With an abiding interest in the handmade, the complex and the arcane, Gary Carsley seeks to recontextualise labour as a highly refined conceptual act rather than a devalued manual process. Parallel histories and the multiverse are compelling realities for him, and in his studio practice subcultural models of artistic production such as karaoke, lip-synching and ventriloquism are deliberate rhetorical strategies that draw on the histories of resistance in marginalised communities. Carsley’s work reflects his understanding of memory as a prophylaxis useful in the development of Trans images operating outside the fixed binaries of art and craft or the old and new.

Artist text

by Russell Storer

Gough Whitlam’s 1972 campaign speech at Blacktown Civic Centre remains one of Australia’s greatest examples of political rhetoric. In this rousing oration Whitlam laid out an ambitious program that set the nation on a progressive direction away from the conservative Menzies era, with policies including Aboriginal land rights, equal pay for women and free tertiary education. For many, Whitlam’s three short years in government were a moment when a fresh narrative for Australia was written, and while aspects of his vision remain in place, today economic rationalism has substantially eroded much of its substance. Amid rising inequality and xenophobia, our current electoral mode offers us mindless three-word sound bites; Whitlam’s optimistic eloquence now seems impossibly outdated.

This speech and its 1974 counterpart form the soundtrack for Gary Carsley’s new installation at the Museum of Contemporary Art Australia. The words are lip-synched by the artist, his mouth overlaid onto a marble bust of Cicero, the Roman orator and politician. Like a drag queen’s performance, the video is a mashup of personae, linking Whitlam’s words to the western tradition of humanist rhetoric. Whitlam/Cicero/Carsley enunciates a receding viewpoint, framed by an ersatz domestic environment in which each element, from windows and doors to wallpaper and furniture, is constructed from digital images.
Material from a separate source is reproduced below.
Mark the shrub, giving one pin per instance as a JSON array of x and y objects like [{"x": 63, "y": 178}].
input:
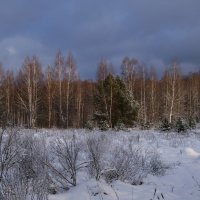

Carsley reimagines the trappings of a bourgeois lifestyle first introduced to Australia from Europe in the colonial era that is fuelled by the exploitation of its natural resources and infused with value by consumer culture. He transforms unique objects into infinitely reproducible data, and undermines their authority by opening them up to new interpretations.

One of the selected pieces of furniture is an Australian red cedar hall chair, c.1830, now on display in Elizabeth Bay House, Sydney. Carsley has placed a photograph of the chair on the pale ground reminiscent of an auction catalogue, the supposedly neutral context that best presents valuable items. The wooden chair is digitally overlaid with a pietra dura image of two Paradise parrots, a species once plentiful across the border areas of New South Wales and Queensland that was driven to extinction in the early 20th century. The various

stone surfaces have been scanned from marble photographed at the Rijksmuseum and the Royal Palace in Amsterdam, the floor of which features an inlaid map of Australia. This dense accumulation of disparate references is unified by Carsley’s interest in artifice – made more acute in this moment of almost total mediatisation – which enables him to rework facets of material culture to disrupt hierarchies of value.

The installation also features examples of Carsley’s signature Draguerreotypes, in which he remakes photographs of parks and gardens using digital intarsia. These constructed versions of nature are re-created from layered scans of wood contact adhesive, then displayed as prints or adhered to IKEA furniture. Carsley often deploys the term ‘drag’ as a metaphor for European-Australian culture, where originality is impossible and its most successful products, from cover bands to Dame Edna, have been imperfect copies. As in queer performance, this perspective opens out into a more generous space of ambivalence, creating the potential to break down divisions of gender, sexuality, culture and class, so that some equal ground can be staked. Slyly but surely, and 45 years after Whitlam’s landmark address, Carsley suggests that it’s time to claim this ground again.